Kernel Methods, Reproducing Kernel Hilbert Space, Probabilistic Kernel Approaches, Kernel Principal Components Analysis, Bag of Vectors/Pixel Kernels

Week 5

Maximum Entropy, Iterative Scaling, Maximum Entropy Discrimination, Large Margin Probability Models

Week 6

SVM Extensions, Multi-Class Classification, Structured Prediction, Feature Selection, Kernel Selection, Meta-Learning, Semi-Supervised Learning

Week 7

Bayesian Networks, Belief Propagation, Hidden Markov Models, Markov Random Fields

Week 8

Kalman Filtering, Structure from Motion, Parameter Estimation, Coupled and Linked Hidden Markov Models, Variational and Mean-Field Methods

Week 9  

Factorial Hidden Markov Models, Switched Kalman Filters, Dynamical Bayesian Networks, Structured Mean-Field

Week 10

Graph Learning, b-Matching, Loopy Belief Propagation, Perfect Graphs

Week 11

Spectral Clustering, Random Walks, Ncuts Methods, Stability, Image Segmentation

Week 12

Boosting, Mixtures of Experts, AdaBoost, Online Learning

Week 13  

Project Presentations

Week 14

Project Presentations

 

 

Class Attendance: Class participation and interaction is an important aspect of this

course, ideally the course will run as a seminar where material presented in the class

lectures, recitations, and so forth. Some material will diverge from the textbooks

so regular attendance is important.

 

Late Policy: If you hand in late work without approval of the instructor or TAs,

you may receive zero credit. Homework is due as announced on its web page.

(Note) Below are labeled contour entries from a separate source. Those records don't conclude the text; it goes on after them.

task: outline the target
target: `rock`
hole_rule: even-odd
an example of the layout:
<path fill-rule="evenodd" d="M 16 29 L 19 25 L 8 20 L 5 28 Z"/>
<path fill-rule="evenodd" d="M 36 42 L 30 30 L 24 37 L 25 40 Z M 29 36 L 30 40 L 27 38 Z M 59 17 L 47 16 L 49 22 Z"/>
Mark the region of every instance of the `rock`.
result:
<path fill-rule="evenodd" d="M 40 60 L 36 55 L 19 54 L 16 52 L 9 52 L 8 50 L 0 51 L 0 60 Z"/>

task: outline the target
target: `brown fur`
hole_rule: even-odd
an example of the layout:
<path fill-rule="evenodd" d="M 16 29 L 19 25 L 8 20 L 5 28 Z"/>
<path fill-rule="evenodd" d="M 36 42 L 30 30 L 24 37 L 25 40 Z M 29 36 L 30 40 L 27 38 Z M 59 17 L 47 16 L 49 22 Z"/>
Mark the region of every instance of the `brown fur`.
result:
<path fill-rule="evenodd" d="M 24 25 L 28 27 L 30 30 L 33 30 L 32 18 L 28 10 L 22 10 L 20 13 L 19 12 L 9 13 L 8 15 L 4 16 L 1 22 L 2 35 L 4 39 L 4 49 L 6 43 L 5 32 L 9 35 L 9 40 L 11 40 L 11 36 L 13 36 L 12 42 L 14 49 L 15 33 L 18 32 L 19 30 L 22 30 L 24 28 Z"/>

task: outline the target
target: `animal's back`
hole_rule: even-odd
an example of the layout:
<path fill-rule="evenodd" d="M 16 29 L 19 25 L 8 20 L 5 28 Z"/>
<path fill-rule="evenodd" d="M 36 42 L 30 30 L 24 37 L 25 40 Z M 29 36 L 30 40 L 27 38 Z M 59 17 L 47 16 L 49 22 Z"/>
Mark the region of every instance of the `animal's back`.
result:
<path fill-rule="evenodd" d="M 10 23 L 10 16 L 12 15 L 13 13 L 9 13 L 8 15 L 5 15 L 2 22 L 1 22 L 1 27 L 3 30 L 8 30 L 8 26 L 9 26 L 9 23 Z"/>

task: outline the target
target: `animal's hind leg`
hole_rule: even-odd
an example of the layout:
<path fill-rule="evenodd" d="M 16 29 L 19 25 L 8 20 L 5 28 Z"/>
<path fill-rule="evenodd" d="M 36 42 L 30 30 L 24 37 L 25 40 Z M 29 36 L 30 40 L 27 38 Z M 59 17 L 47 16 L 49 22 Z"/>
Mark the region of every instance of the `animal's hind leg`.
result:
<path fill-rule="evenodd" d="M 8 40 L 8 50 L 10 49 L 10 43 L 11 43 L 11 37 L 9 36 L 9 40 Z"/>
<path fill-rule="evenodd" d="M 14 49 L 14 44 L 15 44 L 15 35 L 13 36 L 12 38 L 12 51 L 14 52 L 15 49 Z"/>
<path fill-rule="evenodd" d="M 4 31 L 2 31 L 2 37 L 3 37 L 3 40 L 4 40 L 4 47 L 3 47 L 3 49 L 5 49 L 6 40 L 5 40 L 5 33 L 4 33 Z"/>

For the project, please submit on time regardless of additional progress.

For the final project, each day of lateness will cost you a minimum of 15%.

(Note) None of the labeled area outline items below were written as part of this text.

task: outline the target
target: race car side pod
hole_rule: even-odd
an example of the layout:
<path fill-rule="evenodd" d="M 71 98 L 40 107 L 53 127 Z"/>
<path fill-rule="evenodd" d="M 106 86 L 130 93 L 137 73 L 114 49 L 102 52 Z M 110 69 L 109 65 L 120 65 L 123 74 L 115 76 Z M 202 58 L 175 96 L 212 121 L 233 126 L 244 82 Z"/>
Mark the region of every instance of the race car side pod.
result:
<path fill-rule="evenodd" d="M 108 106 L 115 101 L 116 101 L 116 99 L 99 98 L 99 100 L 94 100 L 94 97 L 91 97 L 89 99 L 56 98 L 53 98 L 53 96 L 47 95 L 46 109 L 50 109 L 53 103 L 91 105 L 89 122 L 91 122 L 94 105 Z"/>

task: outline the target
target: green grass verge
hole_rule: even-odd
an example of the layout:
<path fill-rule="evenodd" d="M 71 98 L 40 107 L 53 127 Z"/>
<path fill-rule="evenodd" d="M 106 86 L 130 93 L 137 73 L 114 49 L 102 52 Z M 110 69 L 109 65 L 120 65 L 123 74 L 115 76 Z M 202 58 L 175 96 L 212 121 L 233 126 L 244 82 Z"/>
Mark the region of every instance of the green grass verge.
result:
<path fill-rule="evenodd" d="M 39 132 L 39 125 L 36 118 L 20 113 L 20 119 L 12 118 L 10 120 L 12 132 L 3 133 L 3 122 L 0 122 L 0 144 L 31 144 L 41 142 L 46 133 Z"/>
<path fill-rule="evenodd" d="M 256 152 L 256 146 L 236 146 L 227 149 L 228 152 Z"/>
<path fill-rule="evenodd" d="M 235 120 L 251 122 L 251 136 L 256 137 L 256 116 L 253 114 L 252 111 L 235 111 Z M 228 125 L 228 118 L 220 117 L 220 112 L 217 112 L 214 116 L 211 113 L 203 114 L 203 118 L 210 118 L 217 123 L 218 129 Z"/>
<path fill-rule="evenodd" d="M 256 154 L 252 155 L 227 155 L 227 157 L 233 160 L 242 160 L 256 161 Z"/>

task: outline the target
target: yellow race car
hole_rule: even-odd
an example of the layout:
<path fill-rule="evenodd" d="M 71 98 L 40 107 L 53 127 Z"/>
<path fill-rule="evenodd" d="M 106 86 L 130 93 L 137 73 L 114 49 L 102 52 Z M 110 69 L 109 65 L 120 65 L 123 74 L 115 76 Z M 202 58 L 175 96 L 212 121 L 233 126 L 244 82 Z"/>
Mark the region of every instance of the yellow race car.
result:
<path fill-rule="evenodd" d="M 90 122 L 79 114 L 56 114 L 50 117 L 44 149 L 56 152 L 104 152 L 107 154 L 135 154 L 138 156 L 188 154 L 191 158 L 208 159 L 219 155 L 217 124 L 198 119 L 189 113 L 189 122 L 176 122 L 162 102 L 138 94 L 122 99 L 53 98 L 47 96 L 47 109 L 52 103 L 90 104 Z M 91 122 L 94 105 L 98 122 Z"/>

We won't give extensions, regardless of how amitious your project is.

 

Cooperation on Homework: Collaboration on solutions, sharing or copying of

solutions is not allowed.

 

Web Page: The class URL is: http://www.cs.columbia.edu/~jebara/6772 and

will contain copies of handouts, homework assignments, solutions and other

information.

 

Computer Accounts: You will need an ACIS computer account for email, use

of Matlab (unless you have a windows version) and so forth.